Nella rievocazione dei turbinosi tumulti antifrancesi del 1798 e del 1799, pochi eventi particolari riassumono la tensione morale, la passione politica e l’impegno civile sul versante rivoluzionario. Tra questi si ritrovano….quelli della famiglia Fiani di Torremaggiore e della famiglia Franchi de’cavalieri di Veroli.

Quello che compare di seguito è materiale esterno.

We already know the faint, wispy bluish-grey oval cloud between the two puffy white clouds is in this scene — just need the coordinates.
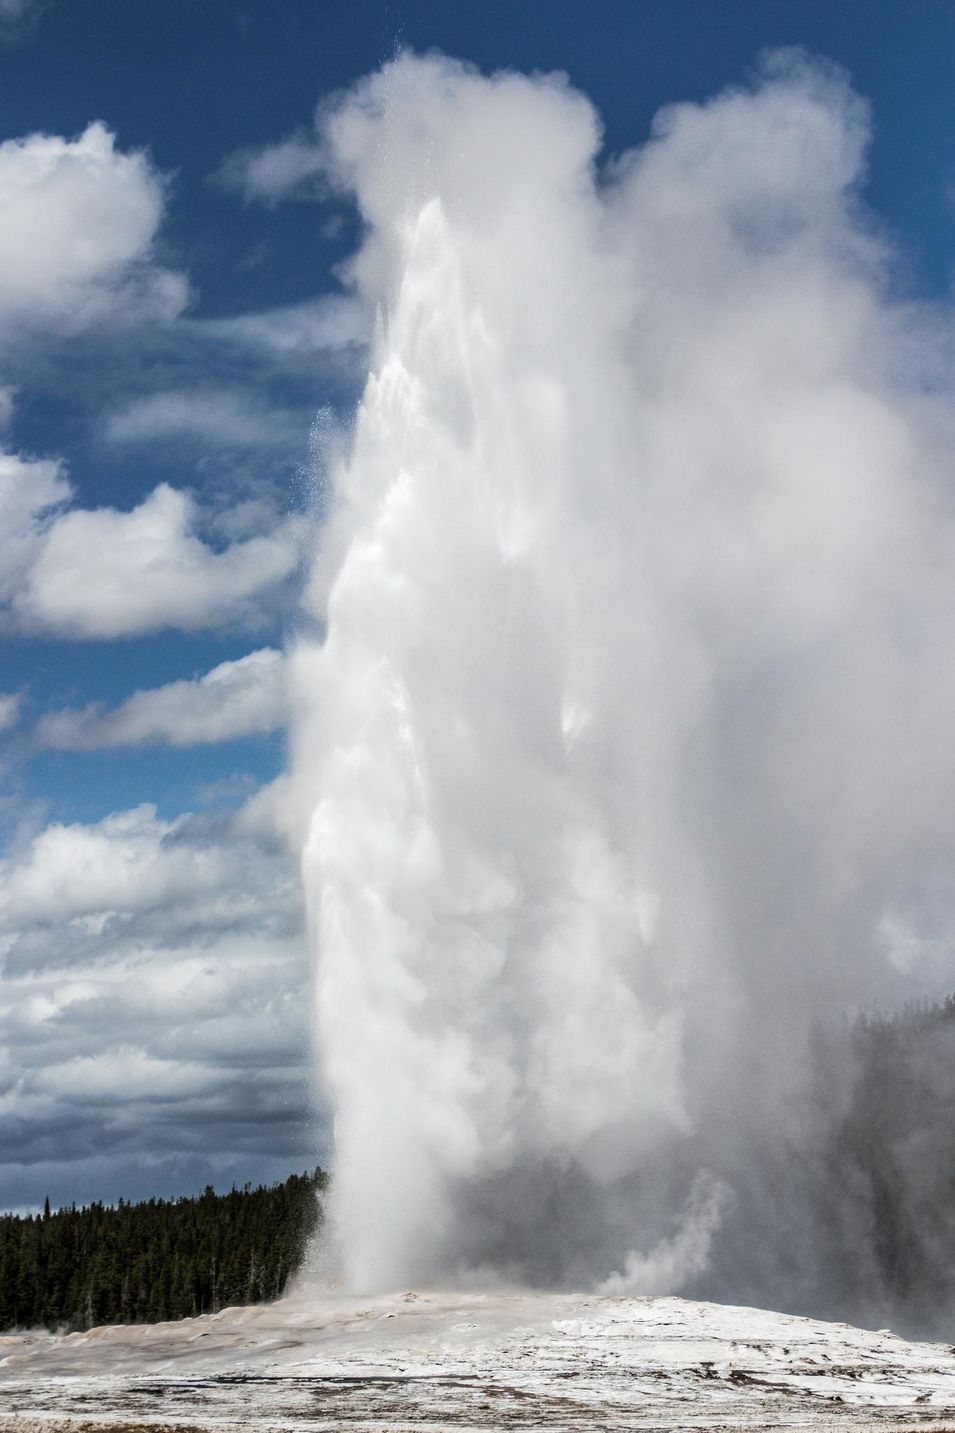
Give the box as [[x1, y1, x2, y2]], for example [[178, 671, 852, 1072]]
[[105, 386, 303, 450]]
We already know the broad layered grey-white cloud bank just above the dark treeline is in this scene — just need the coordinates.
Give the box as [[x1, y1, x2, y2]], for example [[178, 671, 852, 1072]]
[[0, 807, 314, 1204]]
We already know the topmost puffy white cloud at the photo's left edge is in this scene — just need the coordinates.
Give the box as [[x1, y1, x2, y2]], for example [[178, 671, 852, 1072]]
[[0, 123, 186, 331]]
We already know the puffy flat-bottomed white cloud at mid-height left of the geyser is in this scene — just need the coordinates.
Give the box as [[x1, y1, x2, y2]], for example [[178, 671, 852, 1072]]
[[14, 478, 297, 638]]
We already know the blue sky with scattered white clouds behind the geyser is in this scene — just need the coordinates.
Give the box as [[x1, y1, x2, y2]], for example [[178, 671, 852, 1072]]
[[0, 0, 955, 1207]]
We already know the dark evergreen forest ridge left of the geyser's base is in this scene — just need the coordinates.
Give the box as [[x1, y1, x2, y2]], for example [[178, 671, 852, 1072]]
[[0, 1169, 326, 1330]]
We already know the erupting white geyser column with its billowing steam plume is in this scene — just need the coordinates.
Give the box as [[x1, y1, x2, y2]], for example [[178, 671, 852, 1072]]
[[293, 54, 955, 1307]]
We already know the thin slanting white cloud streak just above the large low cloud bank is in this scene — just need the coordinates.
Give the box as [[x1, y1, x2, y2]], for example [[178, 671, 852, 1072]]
[[37, 648, 287, 751]]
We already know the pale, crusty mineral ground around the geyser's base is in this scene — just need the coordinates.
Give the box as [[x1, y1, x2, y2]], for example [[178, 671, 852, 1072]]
[[0, 1291, 955, 1433]]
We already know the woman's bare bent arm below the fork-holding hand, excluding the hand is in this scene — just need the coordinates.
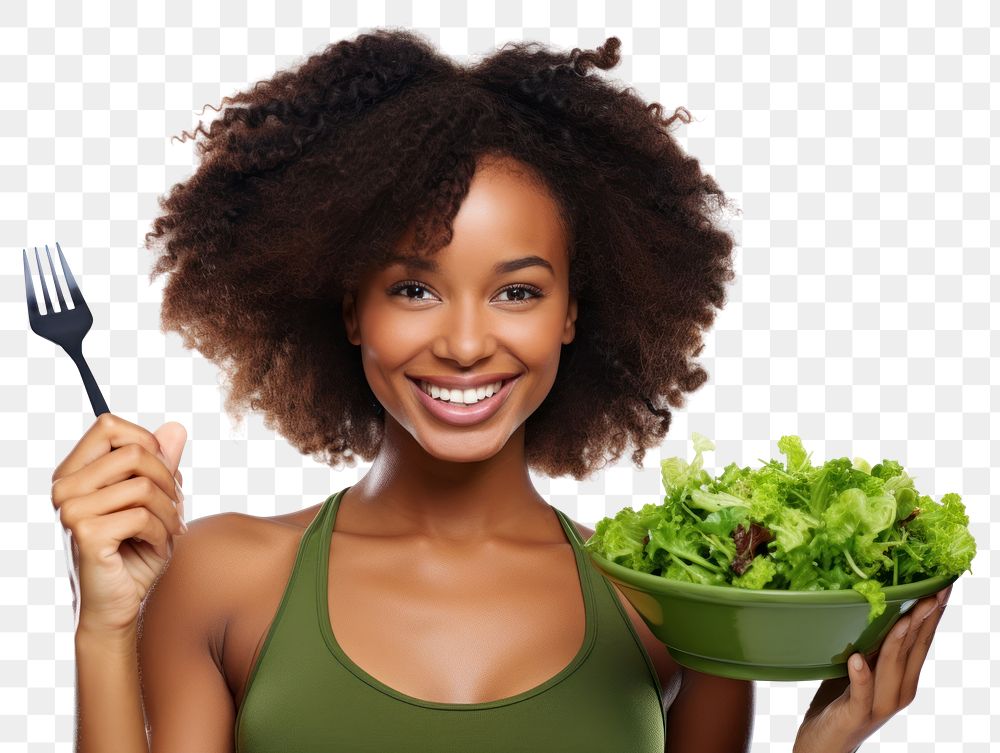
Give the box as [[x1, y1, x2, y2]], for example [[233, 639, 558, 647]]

Leggendo l’incipit del libro di cui si parlerà, dopo essere stata amabilmente sollecitata dall’autore Alfredo Gabriele, sono stata immediatamente attratta dalla possibilità che questo studio stava dando alla comunità di Torremaggiore, e cioè parlare della famiglia Fiani e in particolar modo di due suoi illustri figli Onofrio e Nicola, di cui da tempo, troppo, a mia memoria, non si faceva cenno di ricordo o dibattito storiografico
Il concerto di Gianni Aversano farà da cornice alla presentazione del libro, un concerto originale di teatro canzone che attraverso arie del ‘700 e altri brani della tradizione popolare napoletana, farà viaggiare il nostro cuore in un percorso “identitario attraverso gli avvenimenti degli ultimi 500 anni tra giacobini, briganti ed emigranti”
l’assessore alla cultura
Mariapina Zifaro
sabato 19 novembre 2016 -ore 19,30 Teatro L.Rossi
Interventi
saluti
Pasquale Monteleone -Sindaco
presentazione dell’iniziativa
Mariapina Zifaro- Assessore alla Cultura
ricordando Nicola Fiani
Fernando Piccolantonio- Studente del Liceo N.Fiani VA
Presentazione del libro
“Giacobini di provincia. Diario dell’esilio di Gianbattista Franchi di Veroli e lettere di Onofrio Fiani di Torremaggiore” di Alfredo Gabriele- ed. Centro Studi Sorani “Vincenzo Patriarca”
a cura di
Luigi Gulia- presidente del Centro studi Sorani
Alfredo Gabrile- autore del libro
Giuseppe D’Onofrio- docente di Filosofia e Storia
Gianni Aversano e napolincanto
spettacolo di teatro canzone della tradizione partenopea tra storia, leggenda, dramma ed ironia
Gli spettacoli di Gianni Aversano propongono, sotto forma di un coinvolgente teatro-canzone, l’incontro con 500 anni dell’anima ancora viva di napoli, immutatat nella sua passione accesa, religiosa, dissacrante, colta e popolare, drammatica ed esilarante.Spettacoli che raccontabo di innamorati incantati di fronte alla bellezza della natura, di strani briganti che lottano per la libertà, di goffi personaggi viottime di donne crudeli. Nella diversità degli stili e dei secoli tutto viene legato da un atradizione viva e non museale che ancora parla ad ogni cuore, commuove e provaca lo spettatore di ogni età e coordinata geografica.